Alabama is taking Thomas Hagler, Mark Harrell, Gator Todd, Matthew Swan and Joseph Sykora to compete in the tournament. Harrell, Todd and Swan all competed in it last season. Alabama is leaving behind Michael Thompson, its two-time U.S. Amateur participant who transferred to the team this fall and played in all five tournaments, collecting a 71.80 stroke average who had three top 10 individual finishes in the fall.

"The competition within our team is really what makes us good," said Seawell. "We're going to leave Michael Thompson at home who just finished third the other week at the Jones Cup and has been a pretty good player for us. But he didn't finish high enough in our qualifier to make this trip. So we've had some really good competition and practices this spring. The weather hasn't been all that good for practice, but the competition has been. The preparation has been fantastic.

"We haven't competed since late November, so there's going to be a lot of rust.
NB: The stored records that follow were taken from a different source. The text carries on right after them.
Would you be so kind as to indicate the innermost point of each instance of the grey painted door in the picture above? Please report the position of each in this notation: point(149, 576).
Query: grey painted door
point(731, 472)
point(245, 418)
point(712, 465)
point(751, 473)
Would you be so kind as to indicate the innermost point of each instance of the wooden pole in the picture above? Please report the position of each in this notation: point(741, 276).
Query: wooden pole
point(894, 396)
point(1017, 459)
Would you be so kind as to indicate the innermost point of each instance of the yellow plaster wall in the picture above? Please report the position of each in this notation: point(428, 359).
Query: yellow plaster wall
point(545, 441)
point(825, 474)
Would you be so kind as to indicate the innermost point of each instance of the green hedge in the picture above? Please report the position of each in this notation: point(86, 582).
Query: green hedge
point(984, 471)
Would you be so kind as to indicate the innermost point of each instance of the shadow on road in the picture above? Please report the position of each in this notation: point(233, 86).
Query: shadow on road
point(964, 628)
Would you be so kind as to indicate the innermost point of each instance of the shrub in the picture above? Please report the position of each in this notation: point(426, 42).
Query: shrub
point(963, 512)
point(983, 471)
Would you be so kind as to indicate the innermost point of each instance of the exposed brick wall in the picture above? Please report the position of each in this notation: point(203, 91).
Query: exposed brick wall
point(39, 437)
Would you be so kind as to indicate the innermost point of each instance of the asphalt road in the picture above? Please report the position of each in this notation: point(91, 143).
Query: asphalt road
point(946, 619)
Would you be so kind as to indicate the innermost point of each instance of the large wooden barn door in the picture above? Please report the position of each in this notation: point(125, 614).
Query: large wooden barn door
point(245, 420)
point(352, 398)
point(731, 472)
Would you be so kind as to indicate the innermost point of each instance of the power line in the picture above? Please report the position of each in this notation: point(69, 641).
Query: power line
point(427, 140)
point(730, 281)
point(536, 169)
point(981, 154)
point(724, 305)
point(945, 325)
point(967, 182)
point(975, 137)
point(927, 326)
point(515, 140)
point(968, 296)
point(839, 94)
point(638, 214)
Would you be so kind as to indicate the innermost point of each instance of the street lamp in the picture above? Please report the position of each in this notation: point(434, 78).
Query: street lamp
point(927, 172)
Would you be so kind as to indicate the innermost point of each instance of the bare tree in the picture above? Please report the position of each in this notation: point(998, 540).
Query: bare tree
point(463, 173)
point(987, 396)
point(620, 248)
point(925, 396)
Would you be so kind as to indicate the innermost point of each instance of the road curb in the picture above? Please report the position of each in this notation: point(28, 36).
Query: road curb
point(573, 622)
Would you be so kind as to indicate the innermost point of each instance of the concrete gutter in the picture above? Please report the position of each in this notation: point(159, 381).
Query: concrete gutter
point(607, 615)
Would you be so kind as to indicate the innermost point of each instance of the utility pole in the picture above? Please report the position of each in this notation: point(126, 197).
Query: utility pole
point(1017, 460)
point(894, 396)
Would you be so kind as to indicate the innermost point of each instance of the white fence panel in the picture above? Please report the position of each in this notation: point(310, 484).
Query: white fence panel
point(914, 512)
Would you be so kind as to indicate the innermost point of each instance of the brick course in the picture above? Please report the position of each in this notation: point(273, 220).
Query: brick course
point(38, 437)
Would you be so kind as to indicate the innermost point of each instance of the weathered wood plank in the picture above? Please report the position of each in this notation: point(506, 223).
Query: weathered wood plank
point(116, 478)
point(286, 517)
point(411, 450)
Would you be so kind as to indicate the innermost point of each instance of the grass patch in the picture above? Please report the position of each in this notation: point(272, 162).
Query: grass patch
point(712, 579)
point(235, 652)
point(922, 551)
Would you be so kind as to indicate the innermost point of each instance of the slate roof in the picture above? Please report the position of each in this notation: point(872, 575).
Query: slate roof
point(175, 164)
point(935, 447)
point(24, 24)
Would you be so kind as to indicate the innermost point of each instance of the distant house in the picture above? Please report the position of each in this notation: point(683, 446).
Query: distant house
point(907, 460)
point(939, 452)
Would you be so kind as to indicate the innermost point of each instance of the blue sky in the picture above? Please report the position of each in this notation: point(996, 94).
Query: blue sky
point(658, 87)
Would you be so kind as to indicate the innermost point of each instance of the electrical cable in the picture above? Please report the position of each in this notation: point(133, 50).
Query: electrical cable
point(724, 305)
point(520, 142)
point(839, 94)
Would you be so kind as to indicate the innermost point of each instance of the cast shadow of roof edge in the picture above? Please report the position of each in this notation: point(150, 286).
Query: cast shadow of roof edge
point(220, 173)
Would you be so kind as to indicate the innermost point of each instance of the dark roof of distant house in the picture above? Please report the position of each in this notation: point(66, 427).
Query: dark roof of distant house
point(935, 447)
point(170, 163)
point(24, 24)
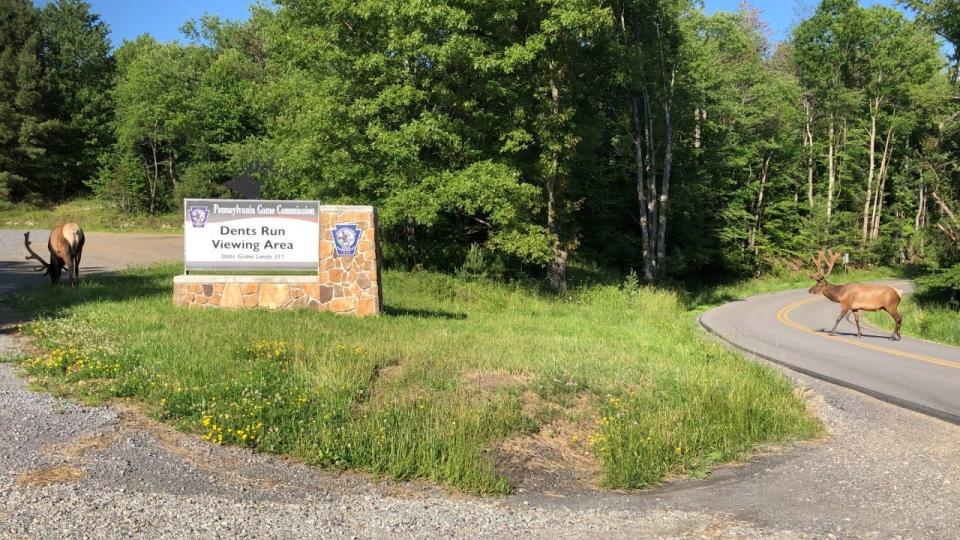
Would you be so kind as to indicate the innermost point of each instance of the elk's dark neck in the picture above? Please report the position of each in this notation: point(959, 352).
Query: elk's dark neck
point(834, 292)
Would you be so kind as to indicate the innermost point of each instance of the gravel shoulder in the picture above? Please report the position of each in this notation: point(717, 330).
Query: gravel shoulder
point(69, 470)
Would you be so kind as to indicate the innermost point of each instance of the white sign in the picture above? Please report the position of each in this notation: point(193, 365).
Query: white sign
point(251, 234)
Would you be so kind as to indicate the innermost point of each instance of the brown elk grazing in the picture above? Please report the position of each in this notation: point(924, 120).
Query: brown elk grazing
point(66, 246)
point(856, 297)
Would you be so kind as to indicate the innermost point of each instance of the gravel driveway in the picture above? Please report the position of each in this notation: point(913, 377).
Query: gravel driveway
point(68, 470)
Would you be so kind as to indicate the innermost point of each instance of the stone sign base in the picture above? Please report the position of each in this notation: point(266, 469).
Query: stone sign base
point(273, 292)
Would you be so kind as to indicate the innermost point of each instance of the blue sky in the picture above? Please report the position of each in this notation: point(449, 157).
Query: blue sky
point(163, 18)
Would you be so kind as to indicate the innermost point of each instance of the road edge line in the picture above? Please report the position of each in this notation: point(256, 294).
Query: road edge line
point(893, 400)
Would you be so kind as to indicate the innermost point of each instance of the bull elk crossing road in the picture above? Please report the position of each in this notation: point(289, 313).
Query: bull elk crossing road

We are fortunate that three of the five guys playing this week played in the Jones Cup, and then we've had our qualifier where we try to simulate a tournament. Every team there will be rusty though. It's the beginning of the year. The expectations are a little bit lower at the beginning. You're trying to build into how you're going to play at the end. You don't want to be peaking in February. I do think we are ready. We will be rusty in some shots and some decision making, but I believe our competitiveness will be at a high level."
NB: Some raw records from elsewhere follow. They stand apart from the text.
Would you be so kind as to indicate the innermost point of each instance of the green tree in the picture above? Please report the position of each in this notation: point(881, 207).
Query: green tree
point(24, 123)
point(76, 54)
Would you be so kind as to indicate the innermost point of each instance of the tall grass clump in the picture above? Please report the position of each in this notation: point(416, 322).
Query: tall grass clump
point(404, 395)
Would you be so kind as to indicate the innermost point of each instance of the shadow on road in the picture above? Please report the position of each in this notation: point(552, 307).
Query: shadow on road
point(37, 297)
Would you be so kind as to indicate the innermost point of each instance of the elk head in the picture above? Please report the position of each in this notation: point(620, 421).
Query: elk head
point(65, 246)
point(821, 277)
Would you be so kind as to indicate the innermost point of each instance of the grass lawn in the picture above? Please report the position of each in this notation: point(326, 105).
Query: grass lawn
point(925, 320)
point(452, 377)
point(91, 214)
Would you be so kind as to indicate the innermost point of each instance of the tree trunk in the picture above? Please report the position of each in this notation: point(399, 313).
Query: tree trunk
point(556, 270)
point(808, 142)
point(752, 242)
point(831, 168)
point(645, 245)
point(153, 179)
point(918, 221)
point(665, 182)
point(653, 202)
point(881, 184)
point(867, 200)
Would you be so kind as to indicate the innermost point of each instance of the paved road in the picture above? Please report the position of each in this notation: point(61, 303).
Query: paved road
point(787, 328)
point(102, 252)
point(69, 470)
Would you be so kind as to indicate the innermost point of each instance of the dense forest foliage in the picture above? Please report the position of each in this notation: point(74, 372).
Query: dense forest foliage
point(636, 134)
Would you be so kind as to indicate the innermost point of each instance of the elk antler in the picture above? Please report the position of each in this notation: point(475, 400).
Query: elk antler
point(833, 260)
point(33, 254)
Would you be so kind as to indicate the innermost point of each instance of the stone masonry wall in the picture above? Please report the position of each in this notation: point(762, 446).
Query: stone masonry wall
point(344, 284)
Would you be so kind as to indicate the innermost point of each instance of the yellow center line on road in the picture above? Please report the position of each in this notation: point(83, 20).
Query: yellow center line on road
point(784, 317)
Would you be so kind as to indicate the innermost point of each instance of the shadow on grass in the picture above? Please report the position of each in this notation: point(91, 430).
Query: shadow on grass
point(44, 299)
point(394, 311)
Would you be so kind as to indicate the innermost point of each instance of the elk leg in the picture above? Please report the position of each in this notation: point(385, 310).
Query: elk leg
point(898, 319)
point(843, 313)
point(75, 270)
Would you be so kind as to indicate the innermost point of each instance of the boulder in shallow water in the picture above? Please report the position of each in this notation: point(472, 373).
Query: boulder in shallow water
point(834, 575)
The field will include Alabama, Augusta State, Central Florida, Coastal Carolina, Georgia State, LSU, North Florida, Notre Dame, Pepperdine, South Carolina, Tennessee, UAB, UCLA and Vanderbilt.

"It's a great field. You've got UCLA which is many people's choice to win the national championship. They're one of the top two or three teams in the country, line-up wise. You've got Tennessee, which is in the Top 10. You've got Coastal Carolina who is in the Top six. And, of course, ourselves, Georgia State and South Carolina. So we're going to see a lot of teams that we don't see all the time. Tennessee is in the SEC, but we don't see them again until the SECs. So we're going to see some different teams, which will be great instead of your traditional teams that we see all the times—your Georgia, Florida, Oklahoma State—we're going to see a few different teams. A couple of West Coast teams that are really good, which is good because you want to see as many different teams as you can before the finals (NCAA tournament).

Alabama will return from the tournament Tuesday night and immediately prepare to go again. Its second tournament of the spring is February 25-27 at the Puerto Rico Classic.